# Pattern 03 — Permissive policy broadening

## The failure

AI adds a second SELECT policy to an existing policy, not understanding that PostgreSQL ORs permissive policies:

```sql
-- Existing policy (correct):
CREATE POLICY "own_posts" ON posts
  FOR SELECT USING (auth.uid() = user_id);

-- AI adds this to "allow public reading of published posts":
CREATE POLICY "published_posts" ON posts
  FOR SELECT USING (is_published = true);
```

With both policies active, the effective USING clause is:

```
(auth.uid() = user_id) OR (is_published = true)
```

Any authenticated user now sees ALL posts where `is_published = true` — regardless of who wrote them. If a user publishes a post that they later want to hide from specific people, they can't — all authenticated users will see it.

This matters most when "published" doesn't mean "publicly readable by everyone" — for example, a content management app where "published" means "sent to editors" not "visible to all users."
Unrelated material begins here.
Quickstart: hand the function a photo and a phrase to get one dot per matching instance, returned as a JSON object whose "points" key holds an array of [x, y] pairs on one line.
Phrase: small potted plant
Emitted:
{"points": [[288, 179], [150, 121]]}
## How PostgreSQL RLS policy combination works

- **PERMISSIVE** (default): multiple policies of the same type are OR'd. Access is granted if ANY policy permits it.
- **RESTRICTIVE**: policies are AND'd with all permissive results. Access is granted only if all restrictive policies pass.

The Supabase policy UI defaults to PERMISSIVE. Adding a second permissive policy always broadens access.

## The fix

Express the full intent in a single policy. Combine conditions with OR explicitly so the logic is visible:

```sql
CREATE POLICY "select_posts"
  ON posts
  FOR SELECT
  TO authenticated
  USING (
    auth.uid() = user_id      -- own posts
    OR is_published = true    -- or published by anyone
  );
```

If you need a RESTRICTIVE policy (AND semantics), use `AS RESTRICTIVE`:

```sql
-- Example: must be authenticated AND in the right org
CREATE POLICY "must_be_org_member" ON posts
  AS RESTRICTIVE
  FOR SELECT
  TO authenticated
  USING (
    EXISTS (
      SELECT 1 FROM org_members
      WHERE org_members.org_id = posts.org_id
      AND org_members.user_id = auth.uid()
    )
  );
```

## Testing it

In Supabase SQL editor, view all policies on a table:

```sql
SELECT policyname, cmd, qual, with_check, roles
FROM pg_policies
WHERE tablename = 'posts'
ORDER BY cmd, policyname;
```

For each `cmd` (SELECT, INSERT, UPDATE, DELETE), check whether multiple PERMISSIVE policies exist. If they do, evaluate whether their USING clauses combined with OR produce the intended behaviour.